Worried about the optics, other institutions with considerable reserves or endowments have returned federal bailout funds, including Harvard University and major health insurers.

Providers are returning relief funds, too. Kaiser Permanente, the nation’s largest nonprofit by revenue, told the San Francisco Business Times it has returned more than $500 million in CARES funding. CEO Greg Adams the system “will do fine” despite the setback from the pandemic.

Mara McDermott, vice president of McDermott+Consulting, agrees there is a risk in accepting the grant money if systems possess such large reserves. Yet, she also cautioned that the healthcare ecosystem is so much more complicated.

“Regardless of the structure, it requires a deeper dive into need and that’s not what HHS did. They just wrote checks,” McDermott told Healthcare Dive.

Just because a parent company has a large cash reserve, it doesn’t mean that the money is readily available on a daily basis to a smaller practice it may own down the chain and one that hasn’t had any patients since March, she said.

“It’s easy to point the finger… but it’s much more complex than that,” she said.

The first tranche of money HHS sent to hospitals was based on Medicare fee-for-service business, and later on net patient service revenue. These formulas were criticized for putting some hospitals at an advantage compared to others, particularly those with larger shares of Medicaid patients. HHS has since released more targeted funding for providers in hot spots such as New York and plans to funnel funding to those serving a large share of Medicaid members in an attempt to address earlier concerns.

Still, without certainty of how long this public health crisis will last, no one knows how much cash on hand will ultimately be enough.

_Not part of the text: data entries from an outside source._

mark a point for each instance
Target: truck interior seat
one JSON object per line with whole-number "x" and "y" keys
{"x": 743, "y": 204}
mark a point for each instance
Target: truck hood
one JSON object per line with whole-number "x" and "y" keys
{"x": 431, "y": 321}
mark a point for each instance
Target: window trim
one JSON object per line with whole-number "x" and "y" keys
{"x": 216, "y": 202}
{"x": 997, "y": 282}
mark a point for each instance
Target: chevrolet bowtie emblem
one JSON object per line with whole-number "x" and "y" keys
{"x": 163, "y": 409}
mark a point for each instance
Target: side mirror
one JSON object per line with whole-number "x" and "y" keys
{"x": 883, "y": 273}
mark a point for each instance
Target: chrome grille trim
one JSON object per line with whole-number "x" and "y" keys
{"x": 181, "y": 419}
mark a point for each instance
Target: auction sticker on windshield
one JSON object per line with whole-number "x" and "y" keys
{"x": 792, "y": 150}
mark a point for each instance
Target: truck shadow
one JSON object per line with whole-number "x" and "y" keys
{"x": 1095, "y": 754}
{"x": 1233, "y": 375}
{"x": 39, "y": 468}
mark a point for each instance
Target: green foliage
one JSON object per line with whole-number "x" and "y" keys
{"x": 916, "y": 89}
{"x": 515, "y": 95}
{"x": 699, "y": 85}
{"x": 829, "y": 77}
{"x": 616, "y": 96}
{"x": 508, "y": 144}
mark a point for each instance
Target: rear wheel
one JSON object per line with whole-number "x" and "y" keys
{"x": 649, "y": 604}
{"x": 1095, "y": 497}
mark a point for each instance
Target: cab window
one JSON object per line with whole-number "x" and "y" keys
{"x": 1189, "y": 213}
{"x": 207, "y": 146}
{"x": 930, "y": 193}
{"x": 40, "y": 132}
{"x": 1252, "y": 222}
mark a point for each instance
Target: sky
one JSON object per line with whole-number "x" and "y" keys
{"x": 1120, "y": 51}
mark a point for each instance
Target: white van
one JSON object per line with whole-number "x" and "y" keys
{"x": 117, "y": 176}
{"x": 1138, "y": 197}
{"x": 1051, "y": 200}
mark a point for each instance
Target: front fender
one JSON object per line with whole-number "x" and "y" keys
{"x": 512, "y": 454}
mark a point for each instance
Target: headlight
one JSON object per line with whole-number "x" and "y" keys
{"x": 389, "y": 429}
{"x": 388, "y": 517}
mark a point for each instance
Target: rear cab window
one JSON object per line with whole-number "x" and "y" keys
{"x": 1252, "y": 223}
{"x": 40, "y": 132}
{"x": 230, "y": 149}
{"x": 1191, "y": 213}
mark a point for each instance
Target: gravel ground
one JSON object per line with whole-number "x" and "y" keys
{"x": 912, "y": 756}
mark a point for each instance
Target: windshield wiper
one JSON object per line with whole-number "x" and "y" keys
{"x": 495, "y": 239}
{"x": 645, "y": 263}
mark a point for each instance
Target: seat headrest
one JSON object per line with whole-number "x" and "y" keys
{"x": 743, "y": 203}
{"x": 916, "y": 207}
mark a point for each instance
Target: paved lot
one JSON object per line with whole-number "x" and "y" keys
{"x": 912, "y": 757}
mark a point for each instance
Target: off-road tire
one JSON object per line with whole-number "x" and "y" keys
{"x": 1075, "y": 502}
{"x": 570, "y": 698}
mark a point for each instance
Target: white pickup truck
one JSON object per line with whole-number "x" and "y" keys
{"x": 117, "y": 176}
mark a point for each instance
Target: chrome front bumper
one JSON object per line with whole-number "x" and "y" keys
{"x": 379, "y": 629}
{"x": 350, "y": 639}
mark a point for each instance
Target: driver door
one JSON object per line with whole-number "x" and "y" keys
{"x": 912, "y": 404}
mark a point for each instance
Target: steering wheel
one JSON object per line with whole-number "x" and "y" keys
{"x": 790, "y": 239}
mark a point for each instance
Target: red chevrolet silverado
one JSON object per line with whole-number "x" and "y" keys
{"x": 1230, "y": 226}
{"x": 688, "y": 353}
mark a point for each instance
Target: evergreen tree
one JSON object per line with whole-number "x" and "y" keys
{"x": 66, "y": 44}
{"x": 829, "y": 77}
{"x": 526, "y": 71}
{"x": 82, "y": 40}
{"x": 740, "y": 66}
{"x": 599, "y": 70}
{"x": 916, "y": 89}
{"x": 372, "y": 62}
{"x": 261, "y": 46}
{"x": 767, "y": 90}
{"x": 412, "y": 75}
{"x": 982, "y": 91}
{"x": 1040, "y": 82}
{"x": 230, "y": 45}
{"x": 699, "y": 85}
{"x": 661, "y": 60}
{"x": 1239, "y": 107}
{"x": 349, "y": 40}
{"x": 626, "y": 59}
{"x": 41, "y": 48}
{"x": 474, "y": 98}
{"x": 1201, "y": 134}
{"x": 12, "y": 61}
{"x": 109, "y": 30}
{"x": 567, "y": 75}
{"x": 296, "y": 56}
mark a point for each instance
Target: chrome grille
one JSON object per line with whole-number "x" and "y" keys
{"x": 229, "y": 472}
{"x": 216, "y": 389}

“A year’s cash on hand sounds like a lot of money but when you expend hundreds of millions of dollars a month, it won’t take you long to burn through that,” Scott Graham, CEO of Three Rivers Hospital, a 25-bed facility in rural Washington state, told Healthcare Dive.

Graham had feared in March that without quick intervention from the government, his hospital was near closure with just a few weeks cash on hand. The federal grant money has bought his hospital some time, about six months if volumes stay where they are, longer if they tick back up.

“I think what HHS did was right at the moment because we needed to ensure that the healthcare system survived this. It’s one thing for a small rural hospital to close, it’s another thing for the entire health system to collapse,” he said.